When passing a parameter to a normal function you are just passing a copy of the value and not the actual variable being passed, so that if you make any alternations to that parameter variable is it not reflected back into the variable that was actual passed. I have included code at the bottom with the output that displays the memory locations of the local (function variables parameters) and the parameters passed and you can see that the memory location is different in the standard copy-value function (normalReturnMethod).
So for a coding example
int normalReturnMethod(int value) { value = value +2; return (value); } int intValue = 10; int newValue = normalReturnMethod(intValue); cout << "new Value : " << newValue << " intValue : " << intValue; |
and the output would be
new Value = 12 int Value : 10 |
Because even though in the function we are incrementing the variable value, it has not direction relationship with the intValue that was passed to it.
But if you did a pointer (*) in the parameters of the function, then the actual variable memory location is passed and not just a copy of the variable, in which case you can alter the variable.
For example in code
void pointerReturnMethod(int *pValue) { // increment the value pointed to in the pValue parameter *pValue +=2; } int intValue = 10; pointerReturnMethod(&intValue); cout << "intValue = " << intValue; |
and the output would be
intValue = 12 |
Because the function is talking to the parameter variable passed, instead of just a copy and you can do anything on that parameter as you would normally.

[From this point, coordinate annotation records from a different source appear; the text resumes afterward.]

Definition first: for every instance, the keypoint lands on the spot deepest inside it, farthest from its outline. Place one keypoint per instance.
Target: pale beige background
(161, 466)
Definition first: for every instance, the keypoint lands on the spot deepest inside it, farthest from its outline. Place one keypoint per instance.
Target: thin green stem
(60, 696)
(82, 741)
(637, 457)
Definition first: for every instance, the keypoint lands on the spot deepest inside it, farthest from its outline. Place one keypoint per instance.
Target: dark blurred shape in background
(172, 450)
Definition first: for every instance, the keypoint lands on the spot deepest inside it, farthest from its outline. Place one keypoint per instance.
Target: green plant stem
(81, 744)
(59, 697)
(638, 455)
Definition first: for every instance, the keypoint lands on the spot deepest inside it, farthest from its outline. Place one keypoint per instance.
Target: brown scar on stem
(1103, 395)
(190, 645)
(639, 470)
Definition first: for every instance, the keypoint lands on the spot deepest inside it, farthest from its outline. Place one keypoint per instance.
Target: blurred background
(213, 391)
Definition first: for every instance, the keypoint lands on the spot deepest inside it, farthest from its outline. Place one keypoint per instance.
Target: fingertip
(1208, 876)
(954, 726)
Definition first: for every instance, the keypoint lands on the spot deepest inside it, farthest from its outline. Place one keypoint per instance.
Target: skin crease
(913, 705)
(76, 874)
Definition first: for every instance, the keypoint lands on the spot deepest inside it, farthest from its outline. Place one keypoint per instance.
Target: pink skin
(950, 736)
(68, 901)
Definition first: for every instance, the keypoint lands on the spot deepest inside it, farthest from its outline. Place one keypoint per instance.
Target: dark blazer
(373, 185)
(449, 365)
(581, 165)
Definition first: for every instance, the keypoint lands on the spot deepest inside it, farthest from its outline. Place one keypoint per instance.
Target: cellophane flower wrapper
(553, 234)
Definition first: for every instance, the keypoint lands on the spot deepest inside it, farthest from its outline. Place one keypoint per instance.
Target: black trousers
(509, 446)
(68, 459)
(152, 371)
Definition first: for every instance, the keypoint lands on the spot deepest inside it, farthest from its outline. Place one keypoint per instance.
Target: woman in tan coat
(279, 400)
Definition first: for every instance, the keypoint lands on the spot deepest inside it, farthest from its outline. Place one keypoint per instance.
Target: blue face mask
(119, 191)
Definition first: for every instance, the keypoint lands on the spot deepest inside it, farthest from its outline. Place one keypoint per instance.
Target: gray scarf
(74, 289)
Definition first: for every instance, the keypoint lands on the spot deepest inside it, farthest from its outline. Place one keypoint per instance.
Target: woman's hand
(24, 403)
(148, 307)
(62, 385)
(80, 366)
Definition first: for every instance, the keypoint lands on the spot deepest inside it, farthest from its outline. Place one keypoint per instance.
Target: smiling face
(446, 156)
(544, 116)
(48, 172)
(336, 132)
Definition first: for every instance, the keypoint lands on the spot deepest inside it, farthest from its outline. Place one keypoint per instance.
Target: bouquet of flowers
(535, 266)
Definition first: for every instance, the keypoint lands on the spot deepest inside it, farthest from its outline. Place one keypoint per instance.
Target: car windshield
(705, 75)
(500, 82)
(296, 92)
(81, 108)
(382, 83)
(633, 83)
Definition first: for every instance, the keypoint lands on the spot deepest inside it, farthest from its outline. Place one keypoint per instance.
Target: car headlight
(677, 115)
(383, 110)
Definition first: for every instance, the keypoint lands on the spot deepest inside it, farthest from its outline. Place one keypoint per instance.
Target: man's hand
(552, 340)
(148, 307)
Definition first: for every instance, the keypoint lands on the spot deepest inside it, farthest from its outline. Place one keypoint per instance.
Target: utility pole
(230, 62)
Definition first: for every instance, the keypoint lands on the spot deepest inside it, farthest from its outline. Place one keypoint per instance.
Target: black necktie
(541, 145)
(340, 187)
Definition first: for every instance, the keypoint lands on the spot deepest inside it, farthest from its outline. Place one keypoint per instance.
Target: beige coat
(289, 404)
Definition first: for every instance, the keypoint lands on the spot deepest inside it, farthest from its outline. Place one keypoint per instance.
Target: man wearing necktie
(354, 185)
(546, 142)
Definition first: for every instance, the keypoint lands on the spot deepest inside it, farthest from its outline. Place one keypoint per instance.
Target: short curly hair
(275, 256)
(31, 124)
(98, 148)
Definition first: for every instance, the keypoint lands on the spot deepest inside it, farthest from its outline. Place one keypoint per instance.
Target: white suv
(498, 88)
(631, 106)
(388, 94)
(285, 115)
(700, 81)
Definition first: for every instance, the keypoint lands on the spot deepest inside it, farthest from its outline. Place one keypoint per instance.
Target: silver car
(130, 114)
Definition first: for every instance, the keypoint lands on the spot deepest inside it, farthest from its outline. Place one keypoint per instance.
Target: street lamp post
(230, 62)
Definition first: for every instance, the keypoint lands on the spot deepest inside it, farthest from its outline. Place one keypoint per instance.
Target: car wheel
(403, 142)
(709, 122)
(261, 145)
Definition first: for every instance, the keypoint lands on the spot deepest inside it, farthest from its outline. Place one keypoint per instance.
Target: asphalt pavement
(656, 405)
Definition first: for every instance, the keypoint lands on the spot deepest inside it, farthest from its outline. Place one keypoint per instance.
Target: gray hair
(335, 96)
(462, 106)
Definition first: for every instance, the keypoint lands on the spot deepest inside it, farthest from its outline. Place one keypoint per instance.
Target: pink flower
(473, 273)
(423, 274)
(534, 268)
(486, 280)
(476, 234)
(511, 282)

The other method is by passing a reference to the function instead of a address (memory) location or copy-of-value, this one is slightly more fun, because since you do not alter the way that you knowing are passing the variable e.g. passing in the memory location with the &, then you could think it is just the copy-of-value function and it may alter the passing variable as well, which really is not a good thing.
Code example
void referenceReturnMethod(int &fValue) { fValue +=4; } int intValue = 10; referenceReturnMethod(intValue); cout << "intValue = " << intValue; |
and the output would be
intValue = 14; |
which if you was not wanting to pass the reference to the variable to be “worked on” as such, then you may hit some problems with debugging and start to wonder why the variable was alter when passed to a function.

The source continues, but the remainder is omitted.